Pharmacoeconomic analysis is increasingly being used to assist decision makers in getting the biggest “bang for the buck” within cost-constrained health care budgets. The tools and techniques of this science, however, have scarcely been applied to neuropathic pain.
To describe the basic principles of pharmacoeconomic analysis and set forth a preliminary pharmacoeconomic model of neuropathic pain.

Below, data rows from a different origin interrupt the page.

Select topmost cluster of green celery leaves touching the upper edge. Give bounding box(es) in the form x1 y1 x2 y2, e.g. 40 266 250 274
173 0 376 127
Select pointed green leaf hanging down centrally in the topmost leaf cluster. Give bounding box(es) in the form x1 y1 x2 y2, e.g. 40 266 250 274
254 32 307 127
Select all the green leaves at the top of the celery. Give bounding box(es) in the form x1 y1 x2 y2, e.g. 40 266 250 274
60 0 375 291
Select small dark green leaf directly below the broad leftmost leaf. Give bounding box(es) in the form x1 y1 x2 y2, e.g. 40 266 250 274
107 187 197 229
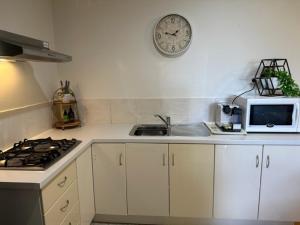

Applying the tools and techniques of pharmacoeconomic analysis to neuropathic pain yields several insights. First, because pain treatment predominantly benefits quality of life, the results of a pharmacoeconomic analysis of neuropathic pain treatment should be expressed in terms of the cost per quality-adjusted life-year (QALY)-gained metric. Second, because pain can fluctuate, a state-transition modeling approach should be used in constructing the pharmacoeconomic model to account for changes in pain status over time, particularly as relates to the effects of treatment. Finally, assessment of typical practice patterns in neuropathic pain suggests that the pharmacoeconomic model should account for multiple rounds of treatment (i.e., first-line therapy, second-line therapy, and so on), primary care to specialty care referral patterns, and differences in costs and outcomes between primary care physicians and pain specialists.
Pharmacoeconomic analysis of neuropathic pain treatments can play an influential role in formulary committee deliberations, treatment algorithms, and decision making in the clinical setting. By describing the fundamental concepts and key challenges in this field, it is hoped that this article will represent a useful first step toward a pharmacoeconomic model of neuropathic pain.